Using rough figures, McKenzie said that if a producer uses urea to put down 60 pounds of nitrogen, and ESN is factored at a dime a lb., that’s an added cost of $6 per acre if the producer wants the poly protection.
“If you get an extra six bu. of grain and you can sell at $4 per bu., then you’ve picked up $24 per acre for an investment of only $6 per acre. That’s a good deal.”
McKenzie said the economic benefit of ESN begins to disappear as grain prices and yield benefits go down.
“In my mind, I always like to see a $2 payback for every $1 invested in fertilizer products. So our first economic question is how many extra bushels we need to justify the extra money you have to spend.”
McKenzie said yield is not the only
consideration in trying to make a profit.
“The big deal in my opinion is that we have found you can put all that high rate nitrogen fertilizer down into the ground with winter wheat and not risk injury to the plants through the germination and emergence process.”
It eliminates the need to broadcast nitrogen in the spring, allowing a producer to focus all his attention on spring seeding and let the winter wheat take care of itself.
“The other economic factor is protein. If you can control the time of the nitrogen release in winter wheat, you should be able to create a protein kick,” McKenzie said.
“The N would have to be released right at the time of heading. All of our N went down in September when we seeded, so I think it was all released before heading and it went into vegetative growth instead of protein.”
He said it should not be a big challenge to change the time-release mechanism of the polymer coating so some nitrogen is released at heading.
Scientists often push their research to the limit because finding a product’s breaking point is the only way to know how good it is. McKenzie thought he was doing just that when he applied 80 lb. per acre of ESN with the winter wheat seed, which should have been enough seed-placed nitrogen to cause a wreck.
“There was no germination problem and no emergence problem with poly coated urea at 90 kilograms per hectare or 80 lb. per acre,” he said.
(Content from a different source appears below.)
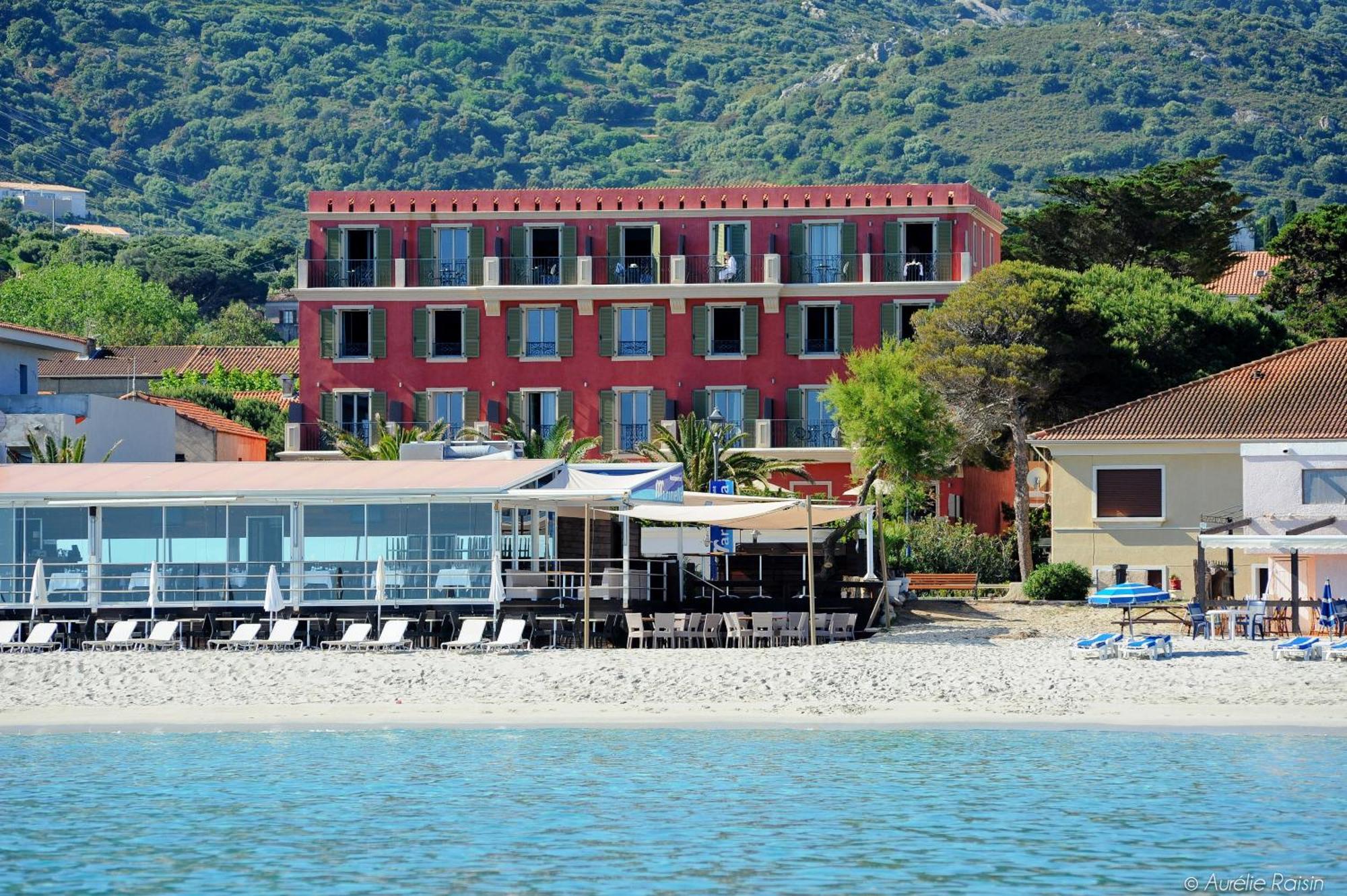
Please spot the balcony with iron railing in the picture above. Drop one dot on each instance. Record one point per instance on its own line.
(627, 271)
“In all of our winter wheat work up until now, we could never put more than 30 lb. per acre of urea nitrogen with the seed. If you go over 30 lb., with a 10 percent seed bed utilization, you run considerable risk of crop damage and reduced plant populations going into winter. We saw no crop damage with ESN at 80 lb.
“Agrium doesn’t want to talk much about this until they have more actual field documentation, but if it works this well, it has all kinds of potential for one-pass seeding. Not just winter wheat, but all kinds of crops.”
McKenzie said that as one step in this direction, he is beginning a more intensive study of ESN on spring-seeded barely.